The moment my circuit spiked in temperature, Syevira's unique INVERSION mutation instinctively reacted to the heat building up in my hand. Like a radiator cooling a boiling engine, her circuit siphoned the lethal heat right out of my nodes, pulling it through our interlocked fingers and safely venting it into the empty air of the Atrium.

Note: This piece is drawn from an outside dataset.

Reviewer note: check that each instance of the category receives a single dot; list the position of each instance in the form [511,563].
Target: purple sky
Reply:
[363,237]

I ate her poison. She cooled my engine.
From the empty space behind my left shoulder, the ambient temperature shifted. The Shadow She Left Behind was watching our interlocked hands. She didn't attack the girl sitting in front of me. Instead, the faint, comforting pressure of her [Keep Moving] passive wrapped around my fraying sanity, stabilizing the agonizing mental friction in my nodes. The ghost inside my chest was accepting her.
It was a flawless, impossibly perfect symbiosis. The rigid laws of Odic biology were currently weeping in a corner, and I was finally comfortable.